Data-derived metrics can be specified for display only with the data_metrics command, not the metrics command or the cmetrics command, and displayed only with the data_objects command, not the functions command or callers-callees command


indx_metric_list

Display the currently selected index-object metrics. Display the list in the same way as the metric_list command, but include only those metrics that have an exclusive flavor, and static metrics.

Commands That Control Output

The following commands control er_print display output.

outfile { filename | - }

Close any open output file, then open filename for subsequent output. When opening filename, clear any pre-existing content. If you specify a dash (-) instead of filename, output is written to standard output. If you specify two dashes (--) instead of filename, output is written to standard error.

appendfile filename

Close any open output file and open filename, preserving any pre-existing content, so that subsequent output is appended to the end of the file. If filename does not exist, the functionality of the appendfile command is the same as for the outfile command.

limit n

Limit output to the first n entries of the report; n is an unsigned positive integer.

name { long | short } [ :{ shared_object_name | no_shared_object_name } ]"

Specify whether to use the long or the short form of function names (C++ and Java only).
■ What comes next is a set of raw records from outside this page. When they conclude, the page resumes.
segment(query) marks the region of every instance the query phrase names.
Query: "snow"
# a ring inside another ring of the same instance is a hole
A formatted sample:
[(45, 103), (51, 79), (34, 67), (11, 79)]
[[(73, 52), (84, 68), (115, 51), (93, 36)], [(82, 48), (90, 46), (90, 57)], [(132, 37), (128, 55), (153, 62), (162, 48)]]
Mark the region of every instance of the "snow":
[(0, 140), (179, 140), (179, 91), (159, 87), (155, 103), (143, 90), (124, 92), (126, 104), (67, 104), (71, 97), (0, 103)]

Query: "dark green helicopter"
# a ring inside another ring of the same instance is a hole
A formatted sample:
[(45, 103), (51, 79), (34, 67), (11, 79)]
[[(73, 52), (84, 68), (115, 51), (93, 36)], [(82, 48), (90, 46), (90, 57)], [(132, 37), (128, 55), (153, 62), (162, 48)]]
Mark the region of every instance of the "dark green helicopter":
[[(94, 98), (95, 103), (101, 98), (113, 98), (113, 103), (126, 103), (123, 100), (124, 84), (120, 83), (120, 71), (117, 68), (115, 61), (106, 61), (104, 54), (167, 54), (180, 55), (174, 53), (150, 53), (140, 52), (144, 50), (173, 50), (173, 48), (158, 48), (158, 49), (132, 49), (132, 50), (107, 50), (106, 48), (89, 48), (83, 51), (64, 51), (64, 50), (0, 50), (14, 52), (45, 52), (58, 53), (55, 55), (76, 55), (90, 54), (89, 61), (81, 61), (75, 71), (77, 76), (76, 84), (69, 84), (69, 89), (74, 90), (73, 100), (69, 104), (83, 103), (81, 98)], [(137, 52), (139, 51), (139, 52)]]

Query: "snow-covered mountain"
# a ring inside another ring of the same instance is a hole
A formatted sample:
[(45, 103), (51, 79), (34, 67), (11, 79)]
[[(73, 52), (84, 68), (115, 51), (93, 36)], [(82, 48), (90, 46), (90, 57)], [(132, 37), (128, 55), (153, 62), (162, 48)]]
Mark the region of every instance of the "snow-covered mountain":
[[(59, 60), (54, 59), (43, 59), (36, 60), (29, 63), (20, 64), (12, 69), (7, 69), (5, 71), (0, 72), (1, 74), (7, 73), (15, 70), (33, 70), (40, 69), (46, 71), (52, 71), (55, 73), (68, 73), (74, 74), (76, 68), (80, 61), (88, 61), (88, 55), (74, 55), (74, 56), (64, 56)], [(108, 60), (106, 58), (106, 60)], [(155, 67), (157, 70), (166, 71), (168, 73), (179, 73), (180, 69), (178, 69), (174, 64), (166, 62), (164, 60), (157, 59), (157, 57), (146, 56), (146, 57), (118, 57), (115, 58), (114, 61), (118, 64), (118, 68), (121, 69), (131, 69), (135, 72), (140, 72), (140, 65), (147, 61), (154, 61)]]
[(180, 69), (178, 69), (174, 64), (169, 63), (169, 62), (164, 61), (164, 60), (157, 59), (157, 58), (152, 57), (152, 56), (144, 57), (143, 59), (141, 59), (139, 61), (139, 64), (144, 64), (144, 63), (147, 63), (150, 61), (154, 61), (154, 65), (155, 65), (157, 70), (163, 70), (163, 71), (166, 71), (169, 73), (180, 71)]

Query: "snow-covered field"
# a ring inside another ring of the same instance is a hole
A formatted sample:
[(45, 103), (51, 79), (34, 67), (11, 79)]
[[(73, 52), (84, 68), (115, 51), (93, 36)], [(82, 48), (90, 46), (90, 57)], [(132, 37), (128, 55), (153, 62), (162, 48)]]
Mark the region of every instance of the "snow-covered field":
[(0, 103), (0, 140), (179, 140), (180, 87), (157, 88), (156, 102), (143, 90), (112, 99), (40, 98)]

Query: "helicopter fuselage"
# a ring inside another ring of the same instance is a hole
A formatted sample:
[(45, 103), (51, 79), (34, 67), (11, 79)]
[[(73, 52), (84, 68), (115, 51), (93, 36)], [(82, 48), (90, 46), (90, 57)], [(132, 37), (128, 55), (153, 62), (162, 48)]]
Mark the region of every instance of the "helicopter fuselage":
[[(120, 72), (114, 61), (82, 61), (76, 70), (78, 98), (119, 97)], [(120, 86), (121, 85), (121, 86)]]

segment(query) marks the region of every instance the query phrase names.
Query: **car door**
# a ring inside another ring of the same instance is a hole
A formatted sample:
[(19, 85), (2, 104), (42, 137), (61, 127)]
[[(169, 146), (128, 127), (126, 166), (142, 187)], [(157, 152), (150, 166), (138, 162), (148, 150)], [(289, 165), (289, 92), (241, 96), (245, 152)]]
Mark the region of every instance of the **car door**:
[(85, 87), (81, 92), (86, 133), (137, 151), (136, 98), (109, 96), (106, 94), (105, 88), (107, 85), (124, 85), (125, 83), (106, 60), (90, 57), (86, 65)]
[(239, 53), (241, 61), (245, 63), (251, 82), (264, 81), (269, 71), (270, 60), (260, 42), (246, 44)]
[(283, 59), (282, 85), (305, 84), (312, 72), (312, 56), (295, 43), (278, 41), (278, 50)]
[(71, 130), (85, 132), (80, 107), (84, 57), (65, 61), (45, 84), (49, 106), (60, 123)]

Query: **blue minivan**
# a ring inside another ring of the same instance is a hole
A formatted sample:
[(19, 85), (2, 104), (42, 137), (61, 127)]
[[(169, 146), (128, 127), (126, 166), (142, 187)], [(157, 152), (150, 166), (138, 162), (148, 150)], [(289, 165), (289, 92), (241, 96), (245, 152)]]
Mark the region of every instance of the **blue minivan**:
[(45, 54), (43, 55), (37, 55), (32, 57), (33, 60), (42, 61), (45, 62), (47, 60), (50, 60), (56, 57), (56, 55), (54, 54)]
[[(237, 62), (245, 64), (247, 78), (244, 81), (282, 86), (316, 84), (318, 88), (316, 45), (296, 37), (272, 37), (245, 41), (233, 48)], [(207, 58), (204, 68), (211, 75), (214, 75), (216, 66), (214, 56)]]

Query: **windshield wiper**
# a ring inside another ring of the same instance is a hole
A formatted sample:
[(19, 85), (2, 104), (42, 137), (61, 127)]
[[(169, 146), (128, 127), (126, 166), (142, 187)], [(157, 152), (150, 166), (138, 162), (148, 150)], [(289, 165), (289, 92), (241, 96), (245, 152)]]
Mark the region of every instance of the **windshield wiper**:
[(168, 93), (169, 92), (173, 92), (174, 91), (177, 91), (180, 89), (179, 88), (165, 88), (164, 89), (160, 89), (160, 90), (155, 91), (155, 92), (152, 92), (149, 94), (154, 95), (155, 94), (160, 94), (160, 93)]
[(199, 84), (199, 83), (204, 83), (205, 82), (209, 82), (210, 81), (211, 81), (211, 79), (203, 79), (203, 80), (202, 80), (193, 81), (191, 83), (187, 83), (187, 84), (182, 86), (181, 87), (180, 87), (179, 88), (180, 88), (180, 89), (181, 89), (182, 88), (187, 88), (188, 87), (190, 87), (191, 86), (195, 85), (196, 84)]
If shared_object_name is specified, append the shared-object name to the function name.

viewmode { user | expert | machine }

Set the mode to one of the following:

user

For Java experiments, show the Java call stacks for Java threads, and do not show housekeeping threads. The function list includes a function <JVM-System> representing aggregated time from non-Java threads. When the JVM software does not report a Java call stack, time is reported against the function <no Java callstack recorded>.

For OpenMP experiments, show reconstructed call stacks similar to those obtained when the program is compiled without OpenMP. Add special functions, with the names of form <OMP-*>, when the OpenMP runtime is performing certain operations.

expert

For Java experiments, show the Java call stacks for Java threads when the user’s Java code is being executed, and machine call stacks when JVM code is being executed or when the JVM software does not report a Java call stack. Show the machine call stacks for housekeeping threads.

For OpenMP experiments, show compiler generated functions representing parallelized loops, tasks, and such, which are aggregated with user functions in user mode. Add special functions, with the names of form <OMP-*>, when the OpenMP runtime is performing certain operations.

machine

For Java experiments and OpenMP experiments, show the machine call stacks for all threads.

For all experiments other than Java experiments and OpenMP experiments, all three modes show the same data.

Commands That Print Other Information

header exp_id

Display descriptive information about the specified experiment. The exp_id can be obtained from the exp_list command. If the exp_id is all or is not given, the information is displayed for all experiments loaded.

Following each header, any errors or warnings are printed. Headers for each experiment are separated by a line of dashes.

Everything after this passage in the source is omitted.